Immersion is a trop for the experiences of virtual space. Those experiences are framed by interfaces, which means that highly mediated and organised *metaphors* for seeing facilitate and encourage users to feel as if they are inside images, Ultimately, these virtual environments can only be visualised through representations, and the experiences can only be validated if the participants have the will to do so. In other words, virtual spaces have no ontological foundation, and claims that suggest participants are capable of entering into virtual spaces are more than likely claims about the strength of interfaces than they are about human experience.

[…] The confusion here is how to distinguish among the use of the tools, experience, and interpretation.

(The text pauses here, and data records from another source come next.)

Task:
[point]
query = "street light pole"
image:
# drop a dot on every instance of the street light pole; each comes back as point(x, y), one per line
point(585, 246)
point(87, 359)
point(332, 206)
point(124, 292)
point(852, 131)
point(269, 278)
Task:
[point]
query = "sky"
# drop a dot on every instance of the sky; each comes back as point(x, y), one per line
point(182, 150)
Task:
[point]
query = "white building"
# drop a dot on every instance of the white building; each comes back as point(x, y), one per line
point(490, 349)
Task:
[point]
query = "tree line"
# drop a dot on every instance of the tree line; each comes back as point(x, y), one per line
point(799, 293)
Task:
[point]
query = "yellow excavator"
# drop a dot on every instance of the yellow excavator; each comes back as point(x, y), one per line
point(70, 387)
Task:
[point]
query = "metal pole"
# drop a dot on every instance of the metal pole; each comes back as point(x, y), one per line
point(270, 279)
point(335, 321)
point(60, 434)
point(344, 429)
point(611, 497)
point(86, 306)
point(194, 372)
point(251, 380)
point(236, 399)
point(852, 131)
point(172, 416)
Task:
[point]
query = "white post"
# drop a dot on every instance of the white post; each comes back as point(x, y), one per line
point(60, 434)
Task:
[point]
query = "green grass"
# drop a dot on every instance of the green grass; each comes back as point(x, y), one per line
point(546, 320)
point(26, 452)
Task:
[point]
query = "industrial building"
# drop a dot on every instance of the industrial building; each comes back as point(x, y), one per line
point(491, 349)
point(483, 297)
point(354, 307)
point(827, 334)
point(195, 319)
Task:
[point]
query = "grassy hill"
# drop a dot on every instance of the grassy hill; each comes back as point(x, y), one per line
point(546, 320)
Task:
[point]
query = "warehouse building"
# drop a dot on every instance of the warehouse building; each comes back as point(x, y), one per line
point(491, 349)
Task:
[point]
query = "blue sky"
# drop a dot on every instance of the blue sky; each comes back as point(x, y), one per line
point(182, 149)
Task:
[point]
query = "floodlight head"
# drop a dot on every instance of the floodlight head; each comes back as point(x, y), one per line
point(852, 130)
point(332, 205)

-pg 308-309 The [television] screen appears not only as a surface upon which images are projected but also as the translucent barrier to an anterior space – a space of representation (the illusion of three dimensions) that is mapped onto the physical space of the cathode ray tube. […]The appearance of a world in depth behind the television screen is, therefore, not simply and effect of the optical illusion of three dimensions that characterises the pictures shown on television. Instead, the pictorial illusion is made continuous with the reflected image of the viewer and his or her setting (walls, sofa, coffee tables), as though both take turns to occupy the same delimited space […] When the television is turned off, and the board cast image disappeared, the space it occupied is filled by the reflection, This gives the inhabitable “inside” of the television, the world in depth on the other side of the glass, a semblance of permanence.